Viele Menschen führen seit dem Corona-Ausbruch in Deutschland ein anderes Dasein. Wie Siebmüller würden sie gerne zurück zur Normalität. Aber aus Angst vor einer Infektion geht das nicht. Die meisten Politiker sehen das ähnlich; normal könne das gesellschaftliche und wirtschaftliche Leben erst mit einem Impfstoff wieder werden. „Die Pandemie wird nicht verschwinden, bis wir diesen haben“, glaubt auch Angela Merkel, und ein solcher Impfstoff müsse für alle da sein, forderte die Kanzlerin bei einer Geberkonferenz der EU Anfang Mai in Brüssel. Ende nächsten Jahres könnte es so weit sein, so die Hoffnung des französischen Präsidenten Emmanuel Macron. 

Ein Impfstoff als Fixpunkt im Jahr 2021, als Retter der coronagegeißelten Menschheit – so erscheint es derzeit. Denn alle bisherigen Maßnahmen, vom Abstandhalten über Mundschutz bis zur Beschränkung der Sozialkontakte, dämmen zwar die Ausbreitung des Virus ein. Aber sie bieten keinen 100-prozentigen Schutz und sind für bestimmte Szenarien auch nicht wissenschaftlich evaluiert. Also geht es dabei politisch um ein Herantasten und immer neues Abwägen auf Basis von Expertise und Vertrauen. Das bedeutet auch für die bevorstehenden Wochen und Monate – und gerade aus Furcht vor einer zweiten Infektionswelle – ein Leben mit angezogener Handbremse: weniger Handel, kaum Tourismus, kaum Gastronomie, vom Kulturbetrieb ganz zu schweigen. Auch Schulen und Kitas bleiben im Ausnahmezustand, verbunden mit entsprechenden Belastungen für die Eltern. Die Aussicht auf einen Impfstoff wirkt da wie die baldige Erlösung aus der Corona-Falle. Aber ist sie überhaupt plausibel? 
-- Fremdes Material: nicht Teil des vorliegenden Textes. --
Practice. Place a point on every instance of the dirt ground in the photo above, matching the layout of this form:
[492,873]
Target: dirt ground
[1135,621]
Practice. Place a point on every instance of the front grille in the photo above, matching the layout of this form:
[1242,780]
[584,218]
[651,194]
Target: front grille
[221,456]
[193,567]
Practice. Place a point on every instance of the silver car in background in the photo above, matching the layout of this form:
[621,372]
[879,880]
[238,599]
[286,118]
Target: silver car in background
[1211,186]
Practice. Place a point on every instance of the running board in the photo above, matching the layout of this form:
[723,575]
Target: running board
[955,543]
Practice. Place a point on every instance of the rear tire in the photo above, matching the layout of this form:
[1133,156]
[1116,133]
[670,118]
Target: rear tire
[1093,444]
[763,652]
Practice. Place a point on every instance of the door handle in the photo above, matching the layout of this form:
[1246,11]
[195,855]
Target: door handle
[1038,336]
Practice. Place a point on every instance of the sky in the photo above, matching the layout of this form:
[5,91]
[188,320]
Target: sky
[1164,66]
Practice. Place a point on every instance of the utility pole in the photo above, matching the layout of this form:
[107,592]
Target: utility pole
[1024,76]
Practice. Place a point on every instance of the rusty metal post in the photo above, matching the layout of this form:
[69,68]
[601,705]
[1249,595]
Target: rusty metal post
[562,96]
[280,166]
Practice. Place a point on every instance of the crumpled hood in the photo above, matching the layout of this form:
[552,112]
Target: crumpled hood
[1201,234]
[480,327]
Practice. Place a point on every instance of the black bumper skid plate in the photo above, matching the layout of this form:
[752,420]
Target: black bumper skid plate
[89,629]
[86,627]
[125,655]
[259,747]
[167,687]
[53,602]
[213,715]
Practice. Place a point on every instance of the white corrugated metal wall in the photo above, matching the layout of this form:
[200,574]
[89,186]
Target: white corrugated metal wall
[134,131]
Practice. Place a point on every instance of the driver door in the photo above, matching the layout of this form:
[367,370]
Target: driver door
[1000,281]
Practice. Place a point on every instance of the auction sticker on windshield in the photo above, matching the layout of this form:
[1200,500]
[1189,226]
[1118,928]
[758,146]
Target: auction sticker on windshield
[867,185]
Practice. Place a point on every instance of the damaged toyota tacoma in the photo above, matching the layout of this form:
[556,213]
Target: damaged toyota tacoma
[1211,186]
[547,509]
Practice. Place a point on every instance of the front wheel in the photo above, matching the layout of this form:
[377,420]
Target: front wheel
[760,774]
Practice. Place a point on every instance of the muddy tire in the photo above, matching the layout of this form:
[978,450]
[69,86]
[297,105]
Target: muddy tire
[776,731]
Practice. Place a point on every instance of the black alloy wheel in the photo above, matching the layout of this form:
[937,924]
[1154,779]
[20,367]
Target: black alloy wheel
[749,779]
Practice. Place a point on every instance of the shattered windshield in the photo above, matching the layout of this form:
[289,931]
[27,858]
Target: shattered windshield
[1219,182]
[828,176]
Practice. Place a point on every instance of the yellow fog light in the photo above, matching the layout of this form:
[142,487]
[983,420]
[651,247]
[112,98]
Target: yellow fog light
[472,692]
Einen solchen Geldregen gab es noch nie

Noch nie in der Medizingeschichte gab es eine solche Rallye: 115 Teams weltweit arbeiten laut Verband forschender Arzneimittelhersteller (VfA) an einem Impfstoff. „Sonst kümmert sich nie mehr als eine einstellige Zahl von Firmen um eine Krankheit“, sagt Ralf Hömke, VfA-Sprecher für den Bereich Forschung und Medizin. Hochschulen, Start-ups, kleine innovative Unternehmen und erfahrene Impfgiganten engagieren sich; der größte Impfstoffhersteller Serum Institute of India ist ebenso dabei wie Glaxo-Smith-Kline, Sanofi und Novartis, Janssen und Pfizer. In Deutschland bekam der Krebsspezialist Biontech Anfang Mai als Erster grünes Licht für eine klinische Studie. Curevac sorgte mit seinem Impfansatz schon im März für Schlagzeilen, als es hieß, die amerikanische Regierung habe dem Tübinger Unternehmen ein Übernahmeangebot unterbreitet. Das wurde von Curevac später zwar dementiert, aber das Rampenlicht war gesetzt. 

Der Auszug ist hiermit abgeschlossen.